New blog post on the NeurIPS'21 experiment re authors' perceptions of their own papers!

https://blog.ml.cmu.edu/2022/11/22/neurips2021-author-perception-experiment/

Key findings:

1) Authors significantly overestimate their papers' chances of acceptance. By like a LOT.

>

How do Authors' Perceptions about their Papers Compare with Co-authors’ Perceptions and Peer-review Decisions?

Alina Beygelzimer, Yann N. Dauphin, Percy Liang, Jennifer Wortman Vaughan(NeurIPS 2021 Program Chairs) Charvi Rastogi, Ivan Stelmakh, Zhenyu Xue, Hal Daumé III, Emma Pierson, and Nihar B. Shah There is a considerable body of research on peer review. Within the machine learning community, there

Machine Learning Blog | ML@CMU | Carnegie Mellon University
2) Miscalibration is lower for more "senior" authors ("seniority" measured by their role in the conference), and slightly higher for women (note also that women are less likely to be senior in this data/definition, but we controlled for this in the analysis).

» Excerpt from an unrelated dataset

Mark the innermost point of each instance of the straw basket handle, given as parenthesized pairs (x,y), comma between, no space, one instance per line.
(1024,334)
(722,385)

3. For authors who submit more than one paper, when asked to RANK their papers by scientific merit, most of the time (93%) their ranking agrees with their estimated probabilities of acceptance. In 7% of cases they report that the paper they rank as having higher merit they say has lower chance of acceptance.

>

4. (AND I FOUND THIS MOST FASCINATING!) The amount of disagreement between CO-AUTHORS in terms of the perceived relative scientific contribution of their papers is SIMILAR to the amount of disagreement between authors and reviewers.

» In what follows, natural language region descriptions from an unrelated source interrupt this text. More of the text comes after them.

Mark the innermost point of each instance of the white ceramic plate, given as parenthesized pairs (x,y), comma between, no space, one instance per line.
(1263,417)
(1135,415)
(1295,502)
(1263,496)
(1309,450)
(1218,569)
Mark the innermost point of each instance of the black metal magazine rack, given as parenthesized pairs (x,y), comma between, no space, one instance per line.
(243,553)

That is - even though we worry a lot about REVIEWER disagreement, there seems to be just about as much AUTHOR disagreement about the same paper!

>

5. About half of authors report that their perception of their own paper changed after seeing the initial reviewers. Additionally, among both accepted and rejected papers, over 30% of authors report that their perception became more positive.

>

Conclusions:

Vast overestimates of probability of acceptance suggests we should recalibrate expectations (one way or the other).

Disagreements around around paper quality suggest that assessing paper quality is not only extremely noisy, but lacks an objective right answer.

>

It was super fun working with a host of great people on this experiment:

NeurIPS 2021 Program Chairs Alina Beygelzimer, Yann N. Dauphin, Percy Liang and Jennifer Wortman Vaughan...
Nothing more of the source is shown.